Beer fans will soon be able to take a trip into the brewing past and sample names which have not been seen in the borough’s bars for decades.
George Shaw’s Premium is the first ale created by the Leigh firm to be more widely offered after a group of Cheshire enthusiasts and beer producers got together to create an ale renaissance.
John Robinson, who was born in Leigh and walked past George Shaw’s Brewery Lane home on his way back from work, is overseeing the creation of beers such as Common, Tenpenny and Winnie for the first time in half a century or more.
He has teamed up with Tipsy Angel in Warrington, a brilliantly-named offshoot of the 4T’s brewery, to create the George Shaw beers as part of a wider effort to return ales which were once made by Walker’s to handpumps and pint glasses.

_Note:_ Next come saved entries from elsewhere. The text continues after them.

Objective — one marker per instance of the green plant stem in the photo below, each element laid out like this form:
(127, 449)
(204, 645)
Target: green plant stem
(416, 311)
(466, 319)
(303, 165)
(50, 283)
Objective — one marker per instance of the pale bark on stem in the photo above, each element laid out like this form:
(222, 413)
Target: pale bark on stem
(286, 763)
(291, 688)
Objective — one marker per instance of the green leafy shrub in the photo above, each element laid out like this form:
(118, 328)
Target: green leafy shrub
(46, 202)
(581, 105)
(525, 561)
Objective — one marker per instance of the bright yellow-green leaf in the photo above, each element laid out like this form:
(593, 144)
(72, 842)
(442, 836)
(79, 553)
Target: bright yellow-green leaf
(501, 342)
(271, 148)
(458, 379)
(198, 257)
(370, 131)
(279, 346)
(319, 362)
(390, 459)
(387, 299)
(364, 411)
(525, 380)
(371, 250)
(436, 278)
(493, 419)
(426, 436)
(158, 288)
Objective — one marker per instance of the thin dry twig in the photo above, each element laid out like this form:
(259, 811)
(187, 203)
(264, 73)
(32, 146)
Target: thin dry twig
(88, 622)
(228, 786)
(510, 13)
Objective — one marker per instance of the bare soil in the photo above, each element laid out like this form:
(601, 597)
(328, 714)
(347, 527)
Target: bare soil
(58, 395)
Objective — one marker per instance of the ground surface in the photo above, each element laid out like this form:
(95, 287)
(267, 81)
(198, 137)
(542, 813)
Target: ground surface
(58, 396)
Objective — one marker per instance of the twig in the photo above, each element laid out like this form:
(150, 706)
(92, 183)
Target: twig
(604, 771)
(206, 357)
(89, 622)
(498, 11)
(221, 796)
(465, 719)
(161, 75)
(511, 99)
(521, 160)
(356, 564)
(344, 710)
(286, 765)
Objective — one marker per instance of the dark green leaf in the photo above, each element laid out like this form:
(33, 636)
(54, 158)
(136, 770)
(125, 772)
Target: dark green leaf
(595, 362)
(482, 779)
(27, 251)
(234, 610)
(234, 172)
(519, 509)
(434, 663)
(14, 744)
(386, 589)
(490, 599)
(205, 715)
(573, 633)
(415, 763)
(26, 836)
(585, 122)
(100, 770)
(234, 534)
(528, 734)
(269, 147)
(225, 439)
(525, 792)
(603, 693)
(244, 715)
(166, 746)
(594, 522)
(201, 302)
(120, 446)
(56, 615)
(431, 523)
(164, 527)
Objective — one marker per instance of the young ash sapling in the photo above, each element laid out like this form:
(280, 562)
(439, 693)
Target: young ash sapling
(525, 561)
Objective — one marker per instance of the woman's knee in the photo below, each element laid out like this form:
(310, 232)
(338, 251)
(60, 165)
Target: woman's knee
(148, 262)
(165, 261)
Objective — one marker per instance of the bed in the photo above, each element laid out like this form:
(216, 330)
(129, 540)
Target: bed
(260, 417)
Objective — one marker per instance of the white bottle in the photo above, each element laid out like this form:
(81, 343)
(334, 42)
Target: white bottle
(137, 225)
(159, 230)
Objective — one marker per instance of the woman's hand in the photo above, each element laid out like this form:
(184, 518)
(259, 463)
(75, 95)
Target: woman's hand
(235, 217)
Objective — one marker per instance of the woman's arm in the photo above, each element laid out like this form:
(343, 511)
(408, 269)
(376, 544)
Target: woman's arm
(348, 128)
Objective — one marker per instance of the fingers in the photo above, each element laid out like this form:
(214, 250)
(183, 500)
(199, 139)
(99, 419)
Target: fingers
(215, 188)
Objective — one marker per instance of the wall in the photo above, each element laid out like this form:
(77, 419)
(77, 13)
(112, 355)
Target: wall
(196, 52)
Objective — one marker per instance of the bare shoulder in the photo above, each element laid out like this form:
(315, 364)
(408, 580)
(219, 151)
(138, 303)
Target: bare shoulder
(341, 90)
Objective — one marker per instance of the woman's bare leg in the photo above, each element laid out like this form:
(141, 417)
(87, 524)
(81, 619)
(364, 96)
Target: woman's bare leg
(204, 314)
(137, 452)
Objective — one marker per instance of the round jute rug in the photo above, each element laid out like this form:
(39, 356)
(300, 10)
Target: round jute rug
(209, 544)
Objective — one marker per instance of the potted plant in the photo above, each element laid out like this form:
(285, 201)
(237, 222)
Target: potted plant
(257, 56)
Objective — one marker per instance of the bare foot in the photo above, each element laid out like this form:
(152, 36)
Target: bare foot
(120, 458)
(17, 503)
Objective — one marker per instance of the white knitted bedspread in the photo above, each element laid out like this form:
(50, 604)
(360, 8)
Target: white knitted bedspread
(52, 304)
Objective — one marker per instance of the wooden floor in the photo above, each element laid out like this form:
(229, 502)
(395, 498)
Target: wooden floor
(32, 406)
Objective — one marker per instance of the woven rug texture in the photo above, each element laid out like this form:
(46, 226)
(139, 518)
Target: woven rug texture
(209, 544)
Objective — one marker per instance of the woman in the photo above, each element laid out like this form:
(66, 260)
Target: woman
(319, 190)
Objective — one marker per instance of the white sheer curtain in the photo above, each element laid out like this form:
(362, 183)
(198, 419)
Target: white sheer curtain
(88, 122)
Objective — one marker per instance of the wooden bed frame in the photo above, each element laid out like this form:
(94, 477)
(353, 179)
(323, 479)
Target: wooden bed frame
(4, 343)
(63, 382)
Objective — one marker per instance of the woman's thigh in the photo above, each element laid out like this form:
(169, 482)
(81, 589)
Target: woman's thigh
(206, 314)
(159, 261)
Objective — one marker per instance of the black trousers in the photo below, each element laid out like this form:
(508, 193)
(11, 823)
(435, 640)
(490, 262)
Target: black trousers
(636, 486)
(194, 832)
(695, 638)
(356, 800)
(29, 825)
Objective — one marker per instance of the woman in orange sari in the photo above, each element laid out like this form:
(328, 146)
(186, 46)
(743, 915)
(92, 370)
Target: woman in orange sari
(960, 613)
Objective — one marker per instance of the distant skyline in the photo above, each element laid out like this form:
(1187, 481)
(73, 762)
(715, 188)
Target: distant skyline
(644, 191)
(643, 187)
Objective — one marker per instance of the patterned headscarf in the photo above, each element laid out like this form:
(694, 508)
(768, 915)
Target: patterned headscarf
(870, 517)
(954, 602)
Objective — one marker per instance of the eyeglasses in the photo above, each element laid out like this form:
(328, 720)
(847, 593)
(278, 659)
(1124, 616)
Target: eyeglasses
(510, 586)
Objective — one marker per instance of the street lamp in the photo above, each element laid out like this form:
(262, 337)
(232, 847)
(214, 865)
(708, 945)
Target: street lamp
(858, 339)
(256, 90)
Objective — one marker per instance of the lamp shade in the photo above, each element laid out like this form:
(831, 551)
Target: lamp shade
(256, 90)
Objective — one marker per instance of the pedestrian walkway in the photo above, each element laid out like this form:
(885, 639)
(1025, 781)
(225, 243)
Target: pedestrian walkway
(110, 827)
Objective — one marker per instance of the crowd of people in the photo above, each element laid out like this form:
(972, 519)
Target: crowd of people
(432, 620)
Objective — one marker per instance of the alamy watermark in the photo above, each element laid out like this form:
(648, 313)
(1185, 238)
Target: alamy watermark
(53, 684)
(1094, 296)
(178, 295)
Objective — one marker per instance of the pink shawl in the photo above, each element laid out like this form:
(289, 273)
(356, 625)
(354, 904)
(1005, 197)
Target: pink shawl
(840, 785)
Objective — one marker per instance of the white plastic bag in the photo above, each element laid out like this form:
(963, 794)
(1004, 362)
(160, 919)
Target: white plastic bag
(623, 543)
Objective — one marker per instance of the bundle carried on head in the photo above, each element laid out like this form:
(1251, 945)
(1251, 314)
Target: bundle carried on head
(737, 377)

After initially testing the water around the Warrington area the Premium, a 4.3 per cent traditional bitter, is being offered at a cricket club-based festival in Daisy Hill.
With a photoshoot taking place at Leigh’s White Lion pub, hopes are high that George Shaw recipes could soon be flowing through the pipes of local watering holes once more.
Despite an increasingly busy and diverse real ale scene, in which incredible experimental brews are clamouring for attention with long-term favourites and revived heritage ales, John is convinced that there will be space for the new creations.
He said: “There’s a market for traditional beers and there’s one for modern beers. There’s also an awareness of brewing history and I think if it’s good it will sell.
“The Premium is a strong bitter but the famous beer they did was called Tenpenny, and dates from the turn of the century. The most common George Shaw beer was the mild, which was called Common in Leigh. About 90 per cent of the brewery’s output was that and it’s beautiful stuff. It’s a dark mild but you can still see right through it.”
Although George Shaw may only be dimly remembered now, and will probably be a completely unfamiliar name to younger generations of drinkers, John says that actually some of the revived beers may kindle more memories than expected.
“Walkers took over George Shaw in 1930 and they adapted five of the recipes and brewed them for 35 years. Some people may remember the dark mild they did. It’s basically Common and that was brewed as late as 1961. It only went when they merged with Tetley’s, who insisted on their version of the style being used.”
Tenpenny was also subject to some Walkers tinkering, with the firm using the beer as the basis for its Winnie, named after Churchill and marking the end of World War Two.
John says the living history beers have already gone down well at Cheshire competitions with expert judging panels.
Hopefully the borough’s drinkers will once again treasure beers supped by countless forebears.